Medo de denunciar a clandestinidade
Outra barreira no combate à mutilação genital feminina é a omissão da sociedade, ressalta Baldé. “O problema que temos dentro das comunidades é que às vezes têm medo de denunciarem, porque acham que as famílias que cometerem o crime poderão depois perseguí-las. O que nós temos estado a fazer neste sentido é deixar os contatos do comité em todas as comunidades em que passamos, porque todos os casos que chegaram à Justiça até aqui são casos que foram denunciados diretamente pelo comité”.
Em 2014, o Inquérito aos Indicadores Múltiplos realizado no país verificou que 45% das mulheres de 15 a 49 anos e 30% das meninas de 0 a 14 anos foram vítimas da excisão genital.
O presidente do Movimento Internacional da Sociedade Civil na Guiné-Bissau, Jorge Gomes, vê com preocupação os casos de mutilação no país, que agora acontecem de forma clandestina, e reforça o papel das denúncias da sociedade.
“Agora as mulheres fazem aquilo de uma forma clandestina. Já houve casos que foram julgadas e condenadas, mas agora arranjaram uma estratégia de excisarem as crianças às vezes com três meses, dois meses, de modo que aquilo é uma situação muito grave”, enfatiza Gomes.
Sensibilização da sociedade
Para além das campanhas promovidas pelo CNAPN, outras entidades e organizações realizam o trabalho de sensibilização das comunidades em todo o país, com objetivo de coibir a prática da mutilação genital feminina.
A presidente da Rede Nacional de Luta Contra a Violência baseada no Género e Criança na Guiné-Bissau, Aissatu Camara, diz que é preciso levar mais informação às comunidades.
“As informações que se passam são duas: uma é informar da existência da lei, porque é para ser cumprida, e quem não cumprir a lei, mesmo sabendo ou não da existência da lei, se violar, é punida. A outra informação é aquela parte nefasta à saúde da pessoa humana, nós informamos, falamos das consequências daquela prática, que é já a parte sanitária”.

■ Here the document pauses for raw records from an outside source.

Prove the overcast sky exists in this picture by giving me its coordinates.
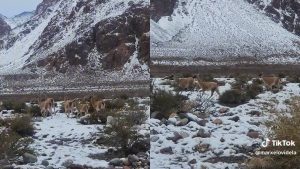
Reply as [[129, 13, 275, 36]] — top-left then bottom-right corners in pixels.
[[0, 0, 42, 17]]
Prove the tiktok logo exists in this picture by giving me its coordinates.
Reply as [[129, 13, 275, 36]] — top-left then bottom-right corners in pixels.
[[261, 138, 271, 147]]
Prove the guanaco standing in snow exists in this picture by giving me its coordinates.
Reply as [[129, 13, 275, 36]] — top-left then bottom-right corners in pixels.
[[259, 74, 281, 90], [193, 77, 220, 97]]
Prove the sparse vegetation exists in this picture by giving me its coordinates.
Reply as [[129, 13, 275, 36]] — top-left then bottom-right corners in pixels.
[[1, 101, 26, 113], [26, 105, 41, 117], [247, 97, 300, 169], [103, 112, 147, 156], [219, 89, 247, 106], [151, 91, 186, 118], [0, 116, 34, 161], [10, 115, 34, 137], [245, 83, 263, 99]]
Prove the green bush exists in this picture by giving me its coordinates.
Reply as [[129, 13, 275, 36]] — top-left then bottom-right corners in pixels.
[[219, 89, 247, 106], [246, 97, 300, 169], [151, 91, 186, 118], [0, 129, 32, 162], [10, 116, 34, 137], [103, 112, 147, 156]]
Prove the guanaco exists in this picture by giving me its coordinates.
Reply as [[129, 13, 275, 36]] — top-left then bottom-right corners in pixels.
[[64, 98, 77, 117], [90, 97, 105, 113], [193, 78, 220, 97], [76, 99, 90, 117], [177, 77, 194, 90], [39, 98, 55, 117], [259, 74, 281, 90]]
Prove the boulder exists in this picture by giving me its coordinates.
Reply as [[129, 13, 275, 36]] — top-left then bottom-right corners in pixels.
[[23, 153, 37, 164]]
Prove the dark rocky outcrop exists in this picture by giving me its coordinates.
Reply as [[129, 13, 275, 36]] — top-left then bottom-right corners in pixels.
[[151, 0, 177, 22]]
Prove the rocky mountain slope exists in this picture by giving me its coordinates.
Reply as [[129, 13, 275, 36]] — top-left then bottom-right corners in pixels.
[[0, 0, 150, 80], [151, 0, 300, 65], [0, 11, 35, 29]]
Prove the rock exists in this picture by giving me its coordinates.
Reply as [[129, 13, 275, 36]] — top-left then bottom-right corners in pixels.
[[159, 147, 174, 154], [1, 165, 15, 169], [194, 128, 211, 138], [228, 116, 240, 122], [212, 119, 223, 125], [179, 131, 190, 138], [219, 107, 229, 114], [197, 120, 208, 126], [78, 114, 91, 125], [122, 158, 131, 166], [106, 116, 114, 125], [220, 137, 225, 143], [167, 131, 183, 143], [194, 144, 210, 153], [247, 131, 259, 139], [189, 159, 197, 164], [128, 155, 139, 164], [108, 158, 123, 166], [169, 113, 177, 118], [41, 160, 49, 167], [128, 138, 150, 154], [45, 166, 54, 169], [62, 159, 73, 168], [167, 117, 177, 126], [23, 153, 37, 164], [176, 118, 189, 126], [150, 136, 159, 142], [213, 150, 224, 156], [247, 110, 261, 116]]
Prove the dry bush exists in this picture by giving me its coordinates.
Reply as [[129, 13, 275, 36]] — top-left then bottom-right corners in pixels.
[[10, 115, 34, 137], [219, 89, 247, 106], [247, 97, 300, 169]]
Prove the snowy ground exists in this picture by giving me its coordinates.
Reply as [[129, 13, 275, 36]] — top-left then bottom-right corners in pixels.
[[150, 0, 299, 65], [0, 98, 150, 169], [150, 78, 300, 169]]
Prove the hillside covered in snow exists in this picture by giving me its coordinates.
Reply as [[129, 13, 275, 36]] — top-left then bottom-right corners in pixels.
[[150, 0, 300, 65], [0, 0, 150, 81]]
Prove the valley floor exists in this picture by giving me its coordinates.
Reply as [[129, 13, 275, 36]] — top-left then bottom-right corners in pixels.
[[150, 78, 300, 169]]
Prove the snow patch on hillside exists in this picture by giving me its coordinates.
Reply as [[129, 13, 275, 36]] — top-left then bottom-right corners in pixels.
[[151, 0, 300, 60]]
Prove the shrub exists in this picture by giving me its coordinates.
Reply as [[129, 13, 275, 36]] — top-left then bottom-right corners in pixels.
[[10, 116, 34, 137], [219, 89, 247, 106], [0, 129, 32, 161], [103, 112, 146, 156], [151, 91, 185, 118], [247, 98, 300, 169]]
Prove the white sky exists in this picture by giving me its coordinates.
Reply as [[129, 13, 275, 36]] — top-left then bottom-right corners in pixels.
[[0, 0, 42, 17]]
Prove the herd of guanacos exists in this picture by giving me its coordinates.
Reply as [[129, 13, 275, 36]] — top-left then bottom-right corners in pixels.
[[29, 74, 282, 117], [39, 96, 105, 117], [164, 74, 282, 97]]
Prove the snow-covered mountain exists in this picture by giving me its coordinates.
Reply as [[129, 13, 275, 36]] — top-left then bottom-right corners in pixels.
[[150, 0, 300, 64], [0, 0, 150, 80], [5, 11, 34, 29]]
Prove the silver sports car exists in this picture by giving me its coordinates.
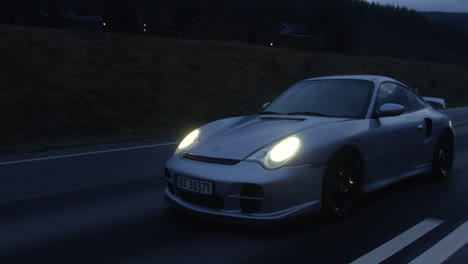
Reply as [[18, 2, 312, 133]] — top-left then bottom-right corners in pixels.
[[165, 76, 455, 222]]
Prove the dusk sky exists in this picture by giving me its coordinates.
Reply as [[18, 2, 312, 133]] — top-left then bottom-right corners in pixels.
[[367, 0, 468, 13]]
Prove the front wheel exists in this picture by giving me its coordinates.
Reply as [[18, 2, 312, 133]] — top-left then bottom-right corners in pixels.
[[432, 130, 453, 179], [322, 148, 362, 220]]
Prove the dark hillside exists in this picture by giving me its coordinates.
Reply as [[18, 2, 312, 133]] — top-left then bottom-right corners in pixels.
[[0, 26, 468, 152]]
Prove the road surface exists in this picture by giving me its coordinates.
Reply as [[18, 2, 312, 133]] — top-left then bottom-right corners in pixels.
[[0, 108, 468, 264]]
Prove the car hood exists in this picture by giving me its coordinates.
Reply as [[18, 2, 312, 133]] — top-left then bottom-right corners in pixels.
[[188, 116, 349, 160]]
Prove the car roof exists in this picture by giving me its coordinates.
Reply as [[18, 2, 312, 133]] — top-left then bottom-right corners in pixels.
[[304, 75, 406, 86]]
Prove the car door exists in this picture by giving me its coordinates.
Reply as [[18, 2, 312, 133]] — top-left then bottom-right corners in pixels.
[[369, 82, 424, 180]]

De acordo com Camara, as informações são repassadas de diversas formas às comunidades. “Em alguma vezes levamos alguns seriados com imagens do que pode acontecer a partir daquela prática, que é para a comunidade ter noção. Porque eles fazem sem conhecer a parte negativa”.
O presidente do Movimento Internacional da Sociedade Civil na Guiné-Bissau reconhece os esforços das organizações, mas afirma que enfrentam dificuldades de financiamento para executarem os trabalhos de prevenção e coibição das práticas de excisão genital feminina.
“Às vezes temos dificuldades. Num país carente como o nosso, quem financia esses casos são as organizações internacionais. E neste momento penso que há muitos financiamentos que estão suspensos por causa da situação sociopolítico vigente no país”, lamenta Gomes.